Thion worked as a researcher at the French National Centre for Scientific Research (CNRS) from 1971 to 2000. Most of his research there focused on Cambodia and Vietnam. Thion was the subject of some controversy when he wrote that "genocide" was, technically, not a proper description of what happened in Cambodia during the Khmer Rouge rule, because it was not a type (or an attempt) of killing based on purely ethnic grounds. According to Thion:
The reality is that genocide, massacres, wiping out entire peoples or cultures, and other inhuman atrocities, torture, massive corruption, and so on, are part and parcel of government policies, most usually applied to foreign countries. There is no other law than the law of the jungle. If we want to change this situation, we must reform our own laws first, strip the authorities of their political immunity, abolish the "Reason of State" and the system of official secrecy which covers up all these crimes. If we could reach a stage in which any official would be tried according to the same rules that apply to you and me, to any other ordinary human being, we would not need all these extraordinary concepts because common law is quite enough.
I of course fully agree that Pol Pot should be prevented by any means from returning to power. I find it a bit paradoxical that so much blame was poured on the Vietnamese, who did just that, prevent Pol Pot from coming back, by people who did so much to promote the same Pol Pot and insisted he kept his seat in the United Nations. I am also fully in favour of a trial of Pol Pot and of his accomplices and his foreign associates, including American, Thai and Chinese officials who conspired to support him when he was in power and after his fall. I suggest the application of the ordinary Cambodian law for events which took place in Cambodia.

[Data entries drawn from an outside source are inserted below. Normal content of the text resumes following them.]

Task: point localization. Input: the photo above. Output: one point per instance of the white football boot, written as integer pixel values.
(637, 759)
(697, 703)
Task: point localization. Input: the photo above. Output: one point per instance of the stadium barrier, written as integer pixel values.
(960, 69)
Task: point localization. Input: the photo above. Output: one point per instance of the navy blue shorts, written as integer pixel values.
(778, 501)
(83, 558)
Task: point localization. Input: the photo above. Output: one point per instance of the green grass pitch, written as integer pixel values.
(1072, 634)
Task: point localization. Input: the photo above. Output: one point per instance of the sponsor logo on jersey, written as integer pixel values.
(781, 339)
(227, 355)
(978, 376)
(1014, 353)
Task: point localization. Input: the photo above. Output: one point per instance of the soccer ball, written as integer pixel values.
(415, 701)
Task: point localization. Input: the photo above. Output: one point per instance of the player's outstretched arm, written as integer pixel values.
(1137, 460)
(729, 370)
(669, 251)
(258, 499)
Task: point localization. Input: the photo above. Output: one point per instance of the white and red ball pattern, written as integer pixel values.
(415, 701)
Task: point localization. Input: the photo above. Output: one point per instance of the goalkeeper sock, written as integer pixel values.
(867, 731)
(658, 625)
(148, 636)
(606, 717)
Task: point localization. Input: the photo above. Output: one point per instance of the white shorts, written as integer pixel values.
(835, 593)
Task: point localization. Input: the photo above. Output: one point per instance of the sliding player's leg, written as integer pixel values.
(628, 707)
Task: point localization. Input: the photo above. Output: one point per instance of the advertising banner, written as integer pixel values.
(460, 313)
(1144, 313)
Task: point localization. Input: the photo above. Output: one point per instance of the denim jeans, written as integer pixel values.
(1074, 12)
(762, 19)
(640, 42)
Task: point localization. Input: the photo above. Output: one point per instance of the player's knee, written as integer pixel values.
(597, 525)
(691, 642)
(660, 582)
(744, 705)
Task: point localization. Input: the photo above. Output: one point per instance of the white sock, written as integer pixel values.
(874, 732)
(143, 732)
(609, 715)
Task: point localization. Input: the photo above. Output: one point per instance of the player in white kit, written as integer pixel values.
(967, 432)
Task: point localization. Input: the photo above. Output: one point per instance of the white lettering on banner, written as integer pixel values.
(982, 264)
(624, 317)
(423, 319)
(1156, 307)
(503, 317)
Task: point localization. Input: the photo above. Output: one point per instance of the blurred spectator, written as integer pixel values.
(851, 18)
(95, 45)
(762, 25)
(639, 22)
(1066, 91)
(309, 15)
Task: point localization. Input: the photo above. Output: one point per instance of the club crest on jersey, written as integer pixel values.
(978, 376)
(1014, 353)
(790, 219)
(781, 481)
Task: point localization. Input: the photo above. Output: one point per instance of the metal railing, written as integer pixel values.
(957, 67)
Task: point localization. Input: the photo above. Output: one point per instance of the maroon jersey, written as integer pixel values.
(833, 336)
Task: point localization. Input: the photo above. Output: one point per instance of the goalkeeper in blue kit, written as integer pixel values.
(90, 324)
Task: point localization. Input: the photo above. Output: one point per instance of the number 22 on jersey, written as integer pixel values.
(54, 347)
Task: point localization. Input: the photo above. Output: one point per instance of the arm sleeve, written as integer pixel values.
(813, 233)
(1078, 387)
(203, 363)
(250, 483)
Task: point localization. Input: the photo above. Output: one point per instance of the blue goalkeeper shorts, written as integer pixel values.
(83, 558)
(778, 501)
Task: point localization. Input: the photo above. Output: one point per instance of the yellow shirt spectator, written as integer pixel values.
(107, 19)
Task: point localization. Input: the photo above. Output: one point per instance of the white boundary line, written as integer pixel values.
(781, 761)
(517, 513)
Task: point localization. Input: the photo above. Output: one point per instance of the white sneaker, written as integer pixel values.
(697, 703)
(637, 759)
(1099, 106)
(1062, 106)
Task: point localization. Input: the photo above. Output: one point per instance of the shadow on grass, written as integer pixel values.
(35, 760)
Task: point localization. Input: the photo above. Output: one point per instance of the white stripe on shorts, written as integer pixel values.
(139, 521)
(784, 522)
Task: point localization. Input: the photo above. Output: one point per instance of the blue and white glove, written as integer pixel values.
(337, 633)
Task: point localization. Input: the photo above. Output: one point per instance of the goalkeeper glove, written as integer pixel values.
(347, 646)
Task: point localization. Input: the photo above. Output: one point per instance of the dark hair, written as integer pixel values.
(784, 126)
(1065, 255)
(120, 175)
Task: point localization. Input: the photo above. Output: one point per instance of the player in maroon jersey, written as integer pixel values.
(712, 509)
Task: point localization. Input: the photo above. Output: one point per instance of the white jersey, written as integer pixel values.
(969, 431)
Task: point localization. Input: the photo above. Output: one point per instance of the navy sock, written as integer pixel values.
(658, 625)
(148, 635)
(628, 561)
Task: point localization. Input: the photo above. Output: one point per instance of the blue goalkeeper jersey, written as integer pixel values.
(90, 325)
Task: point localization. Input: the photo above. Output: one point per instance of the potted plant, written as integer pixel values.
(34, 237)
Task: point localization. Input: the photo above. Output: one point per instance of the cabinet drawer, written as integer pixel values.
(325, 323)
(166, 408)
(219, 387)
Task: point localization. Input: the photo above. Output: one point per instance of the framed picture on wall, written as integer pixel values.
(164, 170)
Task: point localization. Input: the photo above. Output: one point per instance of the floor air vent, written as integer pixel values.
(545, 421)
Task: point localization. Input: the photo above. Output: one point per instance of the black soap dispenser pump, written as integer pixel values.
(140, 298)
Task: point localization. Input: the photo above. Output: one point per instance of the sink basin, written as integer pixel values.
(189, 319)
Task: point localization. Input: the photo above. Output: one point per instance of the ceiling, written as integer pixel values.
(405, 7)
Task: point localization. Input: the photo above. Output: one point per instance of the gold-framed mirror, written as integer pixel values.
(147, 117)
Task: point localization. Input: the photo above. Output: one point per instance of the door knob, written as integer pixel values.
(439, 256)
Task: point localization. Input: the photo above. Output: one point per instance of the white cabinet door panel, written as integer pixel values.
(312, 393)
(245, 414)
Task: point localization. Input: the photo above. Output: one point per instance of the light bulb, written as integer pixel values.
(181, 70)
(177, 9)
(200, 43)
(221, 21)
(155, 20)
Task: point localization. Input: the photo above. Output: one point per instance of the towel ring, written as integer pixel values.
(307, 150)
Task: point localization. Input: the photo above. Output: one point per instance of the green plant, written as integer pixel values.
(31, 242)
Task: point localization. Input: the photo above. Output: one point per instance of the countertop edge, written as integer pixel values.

In 1993 Thion privately published Une Allumette sur la banquise (A Matchstick on an Ice Flow). The book criticized what he perceived as sensationalization of the Holocaust compared to other mass deaths since World War II. He also criticized the prosecution of Robert Faurisson for Holocaust denial, and cast doubt on the accuracy of Filip Müller's book Eyewitness Auschwitz. He met Noam Chomsky during the 1970s and presented his editor Pierre Guillaume for publication.